Rosa Diaz was born on September 30, 1960, in Sonora, Mexico. Rosa spent most of her childhood in Brawley, California, a predominantly Hispanic and Black city with active gang communities, where Rosa was recruited into several female gangs growing up. Her mother, a single parent of nine, ran a restaurant where the whole family worked by day. By night, they all slept in the restaurant storage area.
At 14, Rosa saw her older brother get swept up in the “Jesus Movement” spreading throughout Imperial County. He invited her to church, and Rosa immediately found warmth and love at church. As Rosa finished high school and made plans to attend community college, her pastor pushed her to leave town and attend Bible college in Los Angeles. He saw that Rosa was tied down running the family business while looking after her mother, who struggled with alcoholism. To her mother’s dismay, Rosa left for Los Angeles.
In Bible college, Rosa seized the opportunity to thoroughly research Christianity’s stance on homosexuality. She had known she was a lesbian early in her childhood, but was always quiet about it. Rosa soon found that Bible college was not affirming: the library texts only made her feel worse about her sexuality, and students showing signs of same-sex attraction were openly ostracized. In her third year, however, she met Dr. Grace, a Latina theology teacher, who she came out to in tears. Much to her relief and confusion, Dr. Grace told her she had “nothing to be ashamed of.”
Upon graduation, Rosa returned to Brawley, where she worked as a Sunday school teacher, correctional counselor, and social worker. Thanks to Dr. Grace, she started questioning the church’s ostracism of queer communities. She quickly fell quiet when people started openly questioning her for being so vocal on the issue. In her mid-40s, her church forced her to end a friendship-turned-romance with another woman, causing an immense amount of pain. The last straw, though, was when a pastor told her she could not longer work with the church if she was lesbian. She left church around age 50.
After six months of depression and prayer, she became determined to build a genuine community. She started a Bible study called “Abide LGBT Life Group.” Much to her surprise, people started coming in. As she became familiar with the rural queer community, she realized how little access people had to much-needed social services. With the encouragement of her life group, Dr. Grace, and volunteer attorneys, Rosa pitched her vision of an Imperial County LGBT Center as an “oasis in the desert where people can come and be themselves,” which opened its doors in October 2015.

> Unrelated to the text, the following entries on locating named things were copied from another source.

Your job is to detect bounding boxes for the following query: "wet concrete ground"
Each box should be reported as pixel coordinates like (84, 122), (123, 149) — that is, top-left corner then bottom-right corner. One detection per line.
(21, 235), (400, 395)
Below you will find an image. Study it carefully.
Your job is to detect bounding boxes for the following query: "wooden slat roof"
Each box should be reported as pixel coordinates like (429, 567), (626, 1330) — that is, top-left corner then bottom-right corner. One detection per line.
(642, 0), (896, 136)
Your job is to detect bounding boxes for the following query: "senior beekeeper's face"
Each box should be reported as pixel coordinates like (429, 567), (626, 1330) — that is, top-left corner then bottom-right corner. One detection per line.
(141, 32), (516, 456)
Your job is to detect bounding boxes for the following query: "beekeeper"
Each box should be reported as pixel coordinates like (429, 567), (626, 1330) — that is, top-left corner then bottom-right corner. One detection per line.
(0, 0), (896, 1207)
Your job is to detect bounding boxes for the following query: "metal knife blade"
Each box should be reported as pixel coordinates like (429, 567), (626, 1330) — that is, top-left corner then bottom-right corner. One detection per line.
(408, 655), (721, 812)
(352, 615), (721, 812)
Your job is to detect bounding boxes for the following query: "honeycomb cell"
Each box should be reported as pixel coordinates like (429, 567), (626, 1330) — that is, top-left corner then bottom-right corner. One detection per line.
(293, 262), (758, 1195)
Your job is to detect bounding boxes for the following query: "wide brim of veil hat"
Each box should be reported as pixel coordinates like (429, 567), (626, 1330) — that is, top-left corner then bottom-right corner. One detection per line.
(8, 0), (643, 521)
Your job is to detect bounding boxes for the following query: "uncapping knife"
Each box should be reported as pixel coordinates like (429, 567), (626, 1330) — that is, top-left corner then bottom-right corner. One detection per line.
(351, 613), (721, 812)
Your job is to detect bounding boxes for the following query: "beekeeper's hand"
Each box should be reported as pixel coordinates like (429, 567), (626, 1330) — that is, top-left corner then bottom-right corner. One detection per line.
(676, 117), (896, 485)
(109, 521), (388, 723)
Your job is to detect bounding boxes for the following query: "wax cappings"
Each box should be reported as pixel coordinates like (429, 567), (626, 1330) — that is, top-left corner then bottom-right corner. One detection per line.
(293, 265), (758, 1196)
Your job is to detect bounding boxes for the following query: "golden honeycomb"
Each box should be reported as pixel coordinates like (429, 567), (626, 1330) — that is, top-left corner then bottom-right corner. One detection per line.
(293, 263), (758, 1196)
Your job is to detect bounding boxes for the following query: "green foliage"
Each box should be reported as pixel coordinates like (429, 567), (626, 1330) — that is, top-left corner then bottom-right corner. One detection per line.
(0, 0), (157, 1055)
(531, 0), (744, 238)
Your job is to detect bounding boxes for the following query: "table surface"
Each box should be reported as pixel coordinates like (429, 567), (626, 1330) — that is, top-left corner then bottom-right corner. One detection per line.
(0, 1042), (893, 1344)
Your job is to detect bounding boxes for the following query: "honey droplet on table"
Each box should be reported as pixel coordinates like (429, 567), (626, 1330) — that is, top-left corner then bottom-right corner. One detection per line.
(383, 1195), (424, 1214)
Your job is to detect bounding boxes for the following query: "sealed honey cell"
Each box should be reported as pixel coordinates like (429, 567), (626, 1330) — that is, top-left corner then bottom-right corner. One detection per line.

In 2016, Rosa attended San Diego Pride. Enthralled, she was determined to bring the celebration to Imperial County. She launched Imperial County Pride that year with a drag queen talent show, music, and food vendors, and the county has been holding annual prides since.
Rosa continues to tirelessly push for LGBT representation and community in Imperial County. She finds empowerment in being her true self, and delights in sharing her story to offer comfort to anyone who can relate.